Medievial Bishops Palace 

Standing almost in the shadow of Lincoln cathedral, with sweeping views over the ancient city and the countryside beyond, the medieval bishops’ palace was once among the most important buildings in the country. The administrative centre of the largest diocese in medieval England, stretching from the Humber to the Thames, its architecture reflected the enormous power and wealth of the bishops as princes of the church.

Begun in the late 12th century, the palace’s most impressive feature is the undercrofted West Hall, initiated by Bishop St Hugh and completed in the 1230s. The chapel range and entrance tower were built by Bishop William Alnwick, who modernised the palace in the 1430s. Having hosted visits from Henry VIII and James I, the palace was sacked by Royalist troops during the Civil War.

Built on hillside terraces, the palace also boasts one of the most northerly working vineyards in Europe, and a Contemporary Heritage Garden. Designed by Mark Anthony Walker, its form was inspired by the cathedral’s medieval vaulting and the curves of the vines, with trees shaped to echo spires.

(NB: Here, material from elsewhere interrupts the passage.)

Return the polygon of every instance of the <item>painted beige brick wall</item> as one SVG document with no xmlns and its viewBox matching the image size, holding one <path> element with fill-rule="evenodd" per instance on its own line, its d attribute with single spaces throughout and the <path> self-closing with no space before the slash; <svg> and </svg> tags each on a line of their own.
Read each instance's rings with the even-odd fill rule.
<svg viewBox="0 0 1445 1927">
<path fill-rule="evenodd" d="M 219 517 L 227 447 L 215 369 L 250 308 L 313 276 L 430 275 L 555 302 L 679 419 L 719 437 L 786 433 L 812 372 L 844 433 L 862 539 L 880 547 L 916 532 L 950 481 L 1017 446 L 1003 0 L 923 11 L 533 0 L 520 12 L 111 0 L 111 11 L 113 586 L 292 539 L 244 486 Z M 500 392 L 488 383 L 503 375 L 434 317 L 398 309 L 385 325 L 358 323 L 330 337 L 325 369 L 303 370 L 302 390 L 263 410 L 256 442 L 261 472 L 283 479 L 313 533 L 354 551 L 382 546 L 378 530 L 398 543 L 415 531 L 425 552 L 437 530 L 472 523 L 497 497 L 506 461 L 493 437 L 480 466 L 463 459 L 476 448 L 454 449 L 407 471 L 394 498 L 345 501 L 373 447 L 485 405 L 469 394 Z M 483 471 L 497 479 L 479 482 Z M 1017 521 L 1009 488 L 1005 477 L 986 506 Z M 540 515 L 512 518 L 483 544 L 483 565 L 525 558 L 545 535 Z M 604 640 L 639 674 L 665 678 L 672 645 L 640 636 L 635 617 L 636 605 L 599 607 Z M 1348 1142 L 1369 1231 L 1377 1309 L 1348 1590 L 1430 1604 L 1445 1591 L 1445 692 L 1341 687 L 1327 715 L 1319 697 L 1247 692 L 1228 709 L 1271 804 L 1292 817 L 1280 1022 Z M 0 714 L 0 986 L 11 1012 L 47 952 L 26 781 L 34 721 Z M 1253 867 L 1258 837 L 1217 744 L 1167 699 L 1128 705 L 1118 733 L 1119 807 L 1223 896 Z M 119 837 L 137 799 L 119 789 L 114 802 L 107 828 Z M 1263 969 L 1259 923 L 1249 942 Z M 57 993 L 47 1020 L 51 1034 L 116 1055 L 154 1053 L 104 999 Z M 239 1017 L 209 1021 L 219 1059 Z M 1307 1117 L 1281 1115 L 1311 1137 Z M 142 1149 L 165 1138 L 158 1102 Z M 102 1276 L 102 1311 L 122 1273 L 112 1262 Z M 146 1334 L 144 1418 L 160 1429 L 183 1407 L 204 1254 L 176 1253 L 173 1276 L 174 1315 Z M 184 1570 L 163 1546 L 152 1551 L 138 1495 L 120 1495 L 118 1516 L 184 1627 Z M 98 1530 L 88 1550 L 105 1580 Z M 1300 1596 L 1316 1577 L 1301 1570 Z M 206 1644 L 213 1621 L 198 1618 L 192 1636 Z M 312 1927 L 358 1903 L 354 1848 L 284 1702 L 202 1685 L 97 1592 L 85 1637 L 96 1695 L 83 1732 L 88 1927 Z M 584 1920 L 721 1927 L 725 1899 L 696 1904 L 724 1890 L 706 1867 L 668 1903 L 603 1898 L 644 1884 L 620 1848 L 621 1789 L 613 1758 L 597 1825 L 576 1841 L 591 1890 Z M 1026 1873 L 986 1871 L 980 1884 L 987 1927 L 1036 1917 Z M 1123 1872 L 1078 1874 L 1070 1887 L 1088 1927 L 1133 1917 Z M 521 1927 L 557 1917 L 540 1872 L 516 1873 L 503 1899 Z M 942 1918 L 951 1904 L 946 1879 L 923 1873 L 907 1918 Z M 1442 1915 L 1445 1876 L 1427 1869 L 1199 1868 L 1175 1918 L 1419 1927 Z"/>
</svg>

Museum of Lincolnshire Life 

The largest and most diverse Community Museum in the County. Our rich and varied collections reflect the culture of the people of the Lincolnshire  and celebrate the County's social history  from  1750 until the current day . They illustrate domestic, community and commercial life, crafts, transport , agriculture and industrial heritage. The Museum even displays an authentic WW1 tank named "FLIRT"

The Lawn

The Lawn. As the name suggests, The Lawn is a spacious complex set in relaxing grounds that extend to eight acres. The Joseph Banks conservatory or tropical house is home to a wonderful selection of flora reminiscent of Banks' voyage of discovery. Also at The Lawn is the John Dawber Garden which includes a sensory area together with areas representative of Lincoln's twin town of Neustadt an der Weinstrasse, Germany and its Friendship City of Tangshan in China.

Theatre Royal Lincoln

The Theatre Royal is Lincolnshire's premier theatre. As well as details of current and forthcoming shows, you will find a whole host of other features, news, gossip, theatre interests and advance information. 
 
Ellis Mill

This wonderful mill is located on "Mill Road " behind the Museum and is the sole survivor of a row of 9 windmills which formerly faced west over the steeply sloping Lincoln Edge. Ellis's Mill is an excellent  surviving example of a small tower mill and dates from 1798. There has been a mill on this site from at least the middle of the 17th century.

The first recorded owner of the mill was a wealthy landowner named Anthony Meres. It went through a succession of owners until  December 1894 when John Ellis bought the mill for £250. He died in 1920, but his wife and son successively retained ownership until 1973.
This mill was worked until the 1940s when the machinery was removed and it fell into a derelict state.  Tragedy struck further when a fire finally destroyed all of the remaining woodwork  in 1974.